本書は元通算官僚の著者だけに、官邸で専横を振るう元官僚たちの心理や権力の源泉などを精緻に分析して、興味深い見方を提供してくれます。
そこには首相との力関係があります。安倍、菅という無能首相(著者の見立てです)をうまく利用する官邸官僚たち。経産出の今井尚也、長谷川榮一、警察畑の杉田和博、中村格はじめたくさんの人物が俎上に乗りますが、著者ならではのメスさばきが鮮やかです。
彼らは出身省庁では必ずしも順風満帆ではありませんでした。次官のイスを目前で逃した人もいます。そうした彼らにとって首相という虎の威を借りて、霞が関の先輩や後輩を意のままに操る快感を、本書は見事にえぐり出しています。
もちろん官邸は首相、官房長官など政治家しだいです。安倍、菅両氏の人物と政策については極めて厳しい分析があって大いに参考になります。そしてさらに、日本の恐るべき国力低下とその処方箋についての詳しい論述がなされていて、教えられることが多々あります。新書ながら質量とも充実の一冊です。
◎武田砂鉄 『偉い人ほどすぐ逃げる』(文藝春秋、1760円)
簡単にウソをつく。逃げまくる。相手が忘れるのを待つ。偉い人ほどこの三つ道具で乗り切ってきたけれど、著者は「そんな手にやすやす乗らない」作戦を主張します。

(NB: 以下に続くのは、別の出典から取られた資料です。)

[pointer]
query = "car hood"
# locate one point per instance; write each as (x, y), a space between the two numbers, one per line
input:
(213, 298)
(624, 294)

本書は数年前から雑誌に連載してきた時事エッセーからなっていて、そのために古めのテーマもあります。でもよく考えてみると、それらの多くは忘れてはいけないものです。
オリパラも始まってしまえば過去のことはどうでもよさそうですが、やはり「復興五輪のいかがわしさ」からしっかり見詰め直すべきなのでしょう。「女性活躍社会」を繰り返し叫んだ安倍政権で、結局、女性に活躍の場が何一つ広がらなかったこともしっかり記憶されるべきことです。
要するにこの本から学ぶべきことは淡白ではいけないということです。政治家をはじめとしたリーダーも本来そうなのですが、何より国民の側がしつこくなければいけない。いつまでも覚えていて、何度でも批判すべきはする。そのことを体に覚えこませる良い手掛かりとなる本です。
◎半藤末利子 『硝子戸のうちそと』(講談社、1870円)
著者は夏目漱石の孫(母が漱石の長女)。父は作家の松岡譲で、夫は昭和史家の半藤一利さんというすごい家で暮らしてきました。雑誌の連載をまとめたエッセー集ですが、これがすこぶる面白い。
冒頭、漱石夫人の鏡子さんを中心に子や孫たちの人間関係がつづられ興味津々です。この部分、漱石好きにはたまらないでしょう。各人の性格や互いの関係が飾らず赤裸々に語られ、神経症に苦しんだ漱石の家族に対する暴力行為への言及にも遠慮はありません。
続くは、書名どおりの内と外のエッセー、最後は晩年の半藤さんの闘病記(主に大腿骨骨折)ですが、夫婦愛の一方で「あのバカ男と暮らす不安」など悪態をさんざんついていて笑いを誘われること再三(のはず)です。
死の直前、「墨子を読みなさい。あの時代に戦争をしてはいけないと言っている。偉いだろう」と半藤さんが奥さんに語った話など最後まで良い夫婦だったなあと感心しました。